LAS VEGAS – It happens every day in almost every work environment in the world. The IT trade-off of turning off advanced firewall protection to improve overall network performance.
According to a new study, called Network Performance and Security, released at the Focus 14 conference, more than one-third of the 504 IT professionals surveyed admitted to switching off firewall features or forgoing security functions upon deployment because of the pressure from users that the network runs too slowly.
The most common firewall feature to be disabled, according to the finds of the report commissioned by Intel Security, are deep packet inspection, anti-spam, anti-virus and VPN access. Some of these features detect malware and prevents intrusions by blocking offending traffic automatically before any damage occurs.
Neil Campbell, group general manager, security for solution provider Dimension Data, said this situation is a melting pot of conflict that can get political and impact budgets. “The networking guys are all about availability and throughputs and the security guys are looked at as bumps in the road. It can get edgy in terms of getting the security in line,” Campbell said.
Market analyst Zeus Kerravala, founder of ZK Research, said he himself faced these trade-offs when he worked in network administration during his career. “I too would set the firewall and turn it off when it did not meet the performance mandates of the company.”
About 44 per cent of IT professionals agreed or strongly agreed the organization must make trade-offs between network performance and security.

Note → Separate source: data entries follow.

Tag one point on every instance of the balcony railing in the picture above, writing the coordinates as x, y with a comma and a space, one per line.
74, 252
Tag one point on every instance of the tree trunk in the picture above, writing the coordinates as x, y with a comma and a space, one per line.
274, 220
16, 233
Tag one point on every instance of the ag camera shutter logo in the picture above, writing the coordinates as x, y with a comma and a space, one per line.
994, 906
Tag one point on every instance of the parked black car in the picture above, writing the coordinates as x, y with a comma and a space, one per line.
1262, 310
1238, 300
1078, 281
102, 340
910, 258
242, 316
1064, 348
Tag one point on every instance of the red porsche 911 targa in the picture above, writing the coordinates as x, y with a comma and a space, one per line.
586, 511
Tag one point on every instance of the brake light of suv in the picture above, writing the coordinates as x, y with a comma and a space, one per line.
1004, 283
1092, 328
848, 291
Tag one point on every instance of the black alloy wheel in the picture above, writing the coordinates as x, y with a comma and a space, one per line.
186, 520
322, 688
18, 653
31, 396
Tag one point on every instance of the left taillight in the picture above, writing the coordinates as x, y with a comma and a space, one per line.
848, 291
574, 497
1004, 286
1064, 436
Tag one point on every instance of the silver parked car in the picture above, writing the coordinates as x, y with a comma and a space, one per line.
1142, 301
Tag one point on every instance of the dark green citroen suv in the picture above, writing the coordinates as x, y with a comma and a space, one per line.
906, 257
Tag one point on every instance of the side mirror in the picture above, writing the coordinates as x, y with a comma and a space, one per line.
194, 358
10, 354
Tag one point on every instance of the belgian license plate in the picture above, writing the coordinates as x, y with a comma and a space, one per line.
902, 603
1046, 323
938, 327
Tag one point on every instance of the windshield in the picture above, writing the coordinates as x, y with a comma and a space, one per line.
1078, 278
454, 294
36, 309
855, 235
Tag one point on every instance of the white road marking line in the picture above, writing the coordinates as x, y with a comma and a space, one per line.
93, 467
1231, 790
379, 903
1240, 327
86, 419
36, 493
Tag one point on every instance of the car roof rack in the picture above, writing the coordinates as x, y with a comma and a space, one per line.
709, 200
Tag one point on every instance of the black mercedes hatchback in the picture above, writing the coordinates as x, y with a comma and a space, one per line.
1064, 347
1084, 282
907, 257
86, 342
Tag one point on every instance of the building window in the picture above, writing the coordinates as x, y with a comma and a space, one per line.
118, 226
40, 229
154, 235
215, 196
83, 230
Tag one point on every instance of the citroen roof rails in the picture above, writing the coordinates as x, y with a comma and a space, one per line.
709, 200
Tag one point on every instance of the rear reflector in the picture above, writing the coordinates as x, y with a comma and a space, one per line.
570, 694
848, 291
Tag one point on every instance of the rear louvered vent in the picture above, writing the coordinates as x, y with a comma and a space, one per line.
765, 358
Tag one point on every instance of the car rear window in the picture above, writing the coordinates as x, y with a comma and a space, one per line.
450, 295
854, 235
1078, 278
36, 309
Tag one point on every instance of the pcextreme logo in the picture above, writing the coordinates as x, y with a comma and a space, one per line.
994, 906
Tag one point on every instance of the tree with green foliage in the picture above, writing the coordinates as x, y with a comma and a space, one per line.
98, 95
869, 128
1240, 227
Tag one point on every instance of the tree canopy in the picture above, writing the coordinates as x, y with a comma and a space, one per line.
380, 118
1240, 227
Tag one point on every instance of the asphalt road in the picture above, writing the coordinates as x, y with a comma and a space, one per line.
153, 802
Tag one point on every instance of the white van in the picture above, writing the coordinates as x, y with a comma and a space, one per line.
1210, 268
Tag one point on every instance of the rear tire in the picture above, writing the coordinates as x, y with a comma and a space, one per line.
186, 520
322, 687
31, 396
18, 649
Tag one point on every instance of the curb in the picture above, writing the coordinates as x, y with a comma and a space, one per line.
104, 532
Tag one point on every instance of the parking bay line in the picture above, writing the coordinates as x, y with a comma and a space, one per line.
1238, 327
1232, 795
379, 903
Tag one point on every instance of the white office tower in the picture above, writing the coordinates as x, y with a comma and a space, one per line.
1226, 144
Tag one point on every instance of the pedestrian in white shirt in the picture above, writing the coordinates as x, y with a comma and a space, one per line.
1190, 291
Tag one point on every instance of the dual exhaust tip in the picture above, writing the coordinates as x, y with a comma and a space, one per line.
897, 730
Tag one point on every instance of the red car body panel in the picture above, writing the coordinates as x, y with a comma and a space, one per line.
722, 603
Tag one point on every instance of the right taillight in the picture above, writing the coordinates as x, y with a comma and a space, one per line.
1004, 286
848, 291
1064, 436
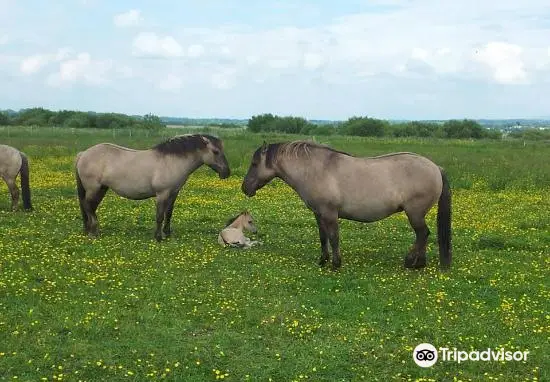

Kerravala said this issues should be about how much risk a company is willing to take on. “If you work in a bank; they want limited risk. No one wants to be the person with the slow network, but they also don’t want to be that person who was responsible for a breach,” he added.
Another factor is lack of knowledge. According to the new study, 42 per cent of organizations either knowingly or un-knowingly turn off certain firewall functions. About 50 per cent said “yes” or “did not know” the organization declined to enable certain firewall functions to avoid impacting network performance. Most companies tend to go with stock configurations. On the opposite side larger organizations throw money on the Catch-22 situation by having dedicated security teams and do cost over performance valuations, Kerravala said.
Campbell agreed comparing next generation firewalls to a Swiss Army knife. “They have scissors, but they are awful. It needs to get better,” he said.
“The temptation is to look at all the features. Tick off all those boxes and see if it’s right with my budget. What they should look at is what my risk level is?”
Campbell, an Australian national, cited a home grown example. The Australian Parliament thought they had a denial of service attack, but found that it was a Web site protesting a new building and it was flooded with emails that caused the denial of service attack. This prevented parliamentarians from communicating with its constituents. The problem is does the IT department shut down impeding the democratic process and potentially blocking free speech?
“That’s what they did and they got chastised for it, but the IT department should not have been put in that position to make this decision,” Campbell said.
Campbell suggested to introduce a consumptive licensing model, where a channel partner sells a chassis that can deliver the requirements you’ll need from a networking and security performance and protection standpoint for three-years, but you pay for what you need in year one.
“Buying the box is not a massive cost when you compare it to the entire scale of the purchase factoring deployment costs and maintenance costs. A more interesting model is consumptive licensing because it allows you pay for what you need now and enable you to grow, while reducing costs,” Campbell said.